Fitzgerald “is one of the smartest guys I know,” said Brown, now a development engineer at ESPN.
“I knew what he was capable of and we needed a really skilled person in analytics. I couldn’t think of anyone better.”
Seeing it as an opportunity for more steady work and a solid resume builder, Fitzgerald jumped at the opportunity, but it wasn’t before he received another call from TrackMan. “It was out of the blue,” he recalled.
“One of the places where we installed the radar systems was in Pittsburgh, and they were in the process of building up their front office, adding an analytical division to their mix.

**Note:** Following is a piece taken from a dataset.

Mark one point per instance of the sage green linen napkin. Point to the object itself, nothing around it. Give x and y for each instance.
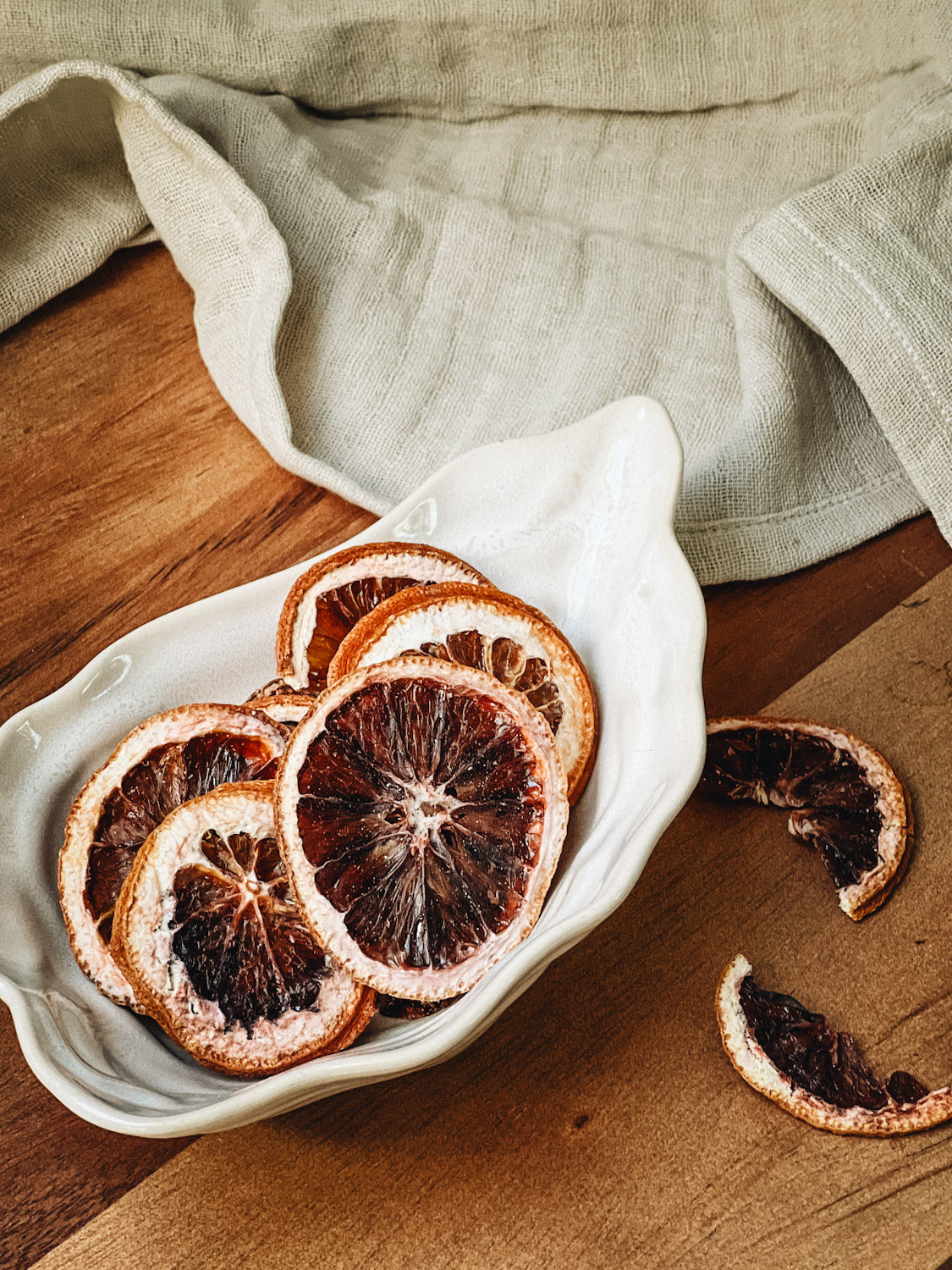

“TrackMan put in a good word for me and it was a perfect opportunity for what I wanted to do. I met with them in March of 2012 at the MIT Analytics Conference, and by the end of the month I was out in Pittsburgh right before the season started.”
Fitzgerald fit in from the get-go, thanks to a competitive spirit culled on the football fields and an eager personality that endeared him to the front office staff as well as those in the clubhouse.
“He is always eager to provide information,” said Fox. “He is personable and has a great feel for how to present that info to different audiences.”
So when the free agency period started, Fitzgerald was adamant that the Pirates should make a major play for Martin. They did, outbidding the Yankees with a two-year, $17 million deal.
“We have to continually be different, because our dollars aren’t as good as other teams,” said Fitzgerald. “We knew what we had in Martin defensively. We didn’t realize all of the other intangibles that he brings, so he has been more than worth the price.”
Martin has been a good fit, helping spark Pittsburgh to a 17-14 record with a .272 average, six home runs, and no errors behind the plate.
Years after Anthony and Dominic Pappagallo decided to randomly give Fitzgerald, their cousin, the nickname Russell Martin, the two have now joined to make the Pirates a contender in the National League.
“These guys are pointed in the right direction here,” said Fitzgerald of the Pirates. “My livelihood now is to help this team win. It’s fun to be a part of it.”
Fitzgerald “wants to be a general manager some day,” Brown said of his best friend. “He is well on his way.”